Accueil > Actualité, presse, autres associations > Quand les premières fusées françaises décollaient de Béchar
Quand les premières fusées françaises décollaient de Béchar
dimanche 21 février 2021, par
On connaît l’affaire des essais nucléaires français dans le désert algérien (1960-1966) dont les effets persistent à ce jour, et qui constituent un lourd contentieux entre l’Algérie et l’ancien colonisateur. On connaît moins, en revanche, l’histoire de la conquête de l’espace par la France, et dont un grand chapitre s’est écrit à quelques centaines de kilomètres au nord de Reggane, dans le désert de Béchar, où fut bâtie une base spatiale : la base d’Hammaguir, près de Abadla, d’où est parti le premier satellite français.
Source : Mustapha Benfodil, El Watan, 17 février 2021
Tout le monde le sait : l’Algérie servit de terrain d’expérimentation pour les essais nucléaires français, entre 1960 et 1966, tout spécialement dans la région de Reggane (Adrar) et de In Ecker (Tamanrasset).
Ce que l’on sait moins, c’est que le désert algérien, plus exactement dans la vallée de la Saoura, à la lisière du Grand Erg occidental, a servi également de champ de tir pour des missiles balistiques et surtout de rampe de lancement aux premiers engins spatiaux français, à travers la base d’Hammaguir qui relève actuellement de la commune de Abadla, à environ 120 km au sud-ouest de Béchar.
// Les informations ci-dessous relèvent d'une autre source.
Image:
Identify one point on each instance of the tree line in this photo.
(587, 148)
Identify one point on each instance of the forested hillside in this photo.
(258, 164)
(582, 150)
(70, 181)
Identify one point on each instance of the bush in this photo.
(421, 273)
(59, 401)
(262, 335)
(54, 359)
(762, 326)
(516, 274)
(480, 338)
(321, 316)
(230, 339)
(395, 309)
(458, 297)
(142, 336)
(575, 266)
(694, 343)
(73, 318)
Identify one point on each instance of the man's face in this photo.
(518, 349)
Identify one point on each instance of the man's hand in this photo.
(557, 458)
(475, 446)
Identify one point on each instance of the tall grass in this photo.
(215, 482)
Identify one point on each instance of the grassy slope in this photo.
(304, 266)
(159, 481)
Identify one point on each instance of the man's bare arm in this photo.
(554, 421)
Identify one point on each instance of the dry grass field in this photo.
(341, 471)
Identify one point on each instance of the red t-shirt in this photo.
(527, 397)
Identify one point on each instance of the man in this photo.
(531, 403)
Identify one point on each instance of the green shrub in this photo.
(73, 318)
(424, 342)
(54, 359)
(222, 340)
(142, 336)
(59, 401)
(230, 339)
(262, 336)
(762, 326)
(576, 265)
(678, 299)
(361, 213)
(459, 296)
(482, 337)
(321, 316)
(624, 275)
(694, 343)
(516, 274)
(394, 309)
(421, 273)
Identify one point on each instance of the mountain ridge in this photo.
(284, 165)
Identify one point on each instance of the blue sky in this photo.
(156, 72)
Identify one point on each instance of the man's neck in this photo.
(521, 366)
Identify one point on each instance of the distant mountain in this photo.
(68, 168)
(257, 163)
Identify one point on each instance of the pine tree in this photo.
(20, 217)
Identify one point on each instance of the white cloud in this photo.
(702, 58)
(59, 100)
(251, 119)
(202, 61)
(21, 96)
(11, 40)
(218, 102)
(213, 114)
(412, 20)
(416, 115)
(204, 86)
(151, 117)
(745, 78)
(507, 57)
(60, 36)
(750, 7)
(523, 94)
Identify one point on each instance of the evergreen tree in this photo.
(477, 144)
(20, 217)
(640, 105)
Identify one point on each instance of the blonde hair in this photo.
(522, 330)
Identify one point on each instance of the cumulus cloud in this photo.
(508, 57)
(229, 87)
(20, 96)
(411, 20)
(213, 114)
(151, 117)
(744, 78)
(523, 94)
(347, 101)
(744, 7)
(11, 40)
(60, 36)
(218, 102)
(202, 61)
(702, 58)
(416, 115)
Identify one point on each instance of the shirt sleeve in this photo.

Le premier satellite français, baptisé Astérix, a été ainsi mis sur orbite par une fusée qui avait décollé depuis la base spatiale d’Hammaguir. C’était trois ans après l’indépendance, la France ayant continué à exploiter le site jusqu’en 1967
Le premier satellite français lancé depuis Hammaguir
« Le 26 novembre 1965 s’élevait du désert d’Hammaguir, en Algérie, le premier lance-satellite de conception et de fabrication française : la fusée Diamant. Elle met sur orbite avec succès le premier satellite français A1 surnommé Astérix », peut-on lire dans un article publié sur le site web du Centre national d’études spatiales CNES, l’agence chargée de la mise en œuvre du programme spatial français. L’article, daté du 10 novembre 2015, est paru sous le titre « Il y a 50 ans, Diamant lançait Astérix, premier satellite français ».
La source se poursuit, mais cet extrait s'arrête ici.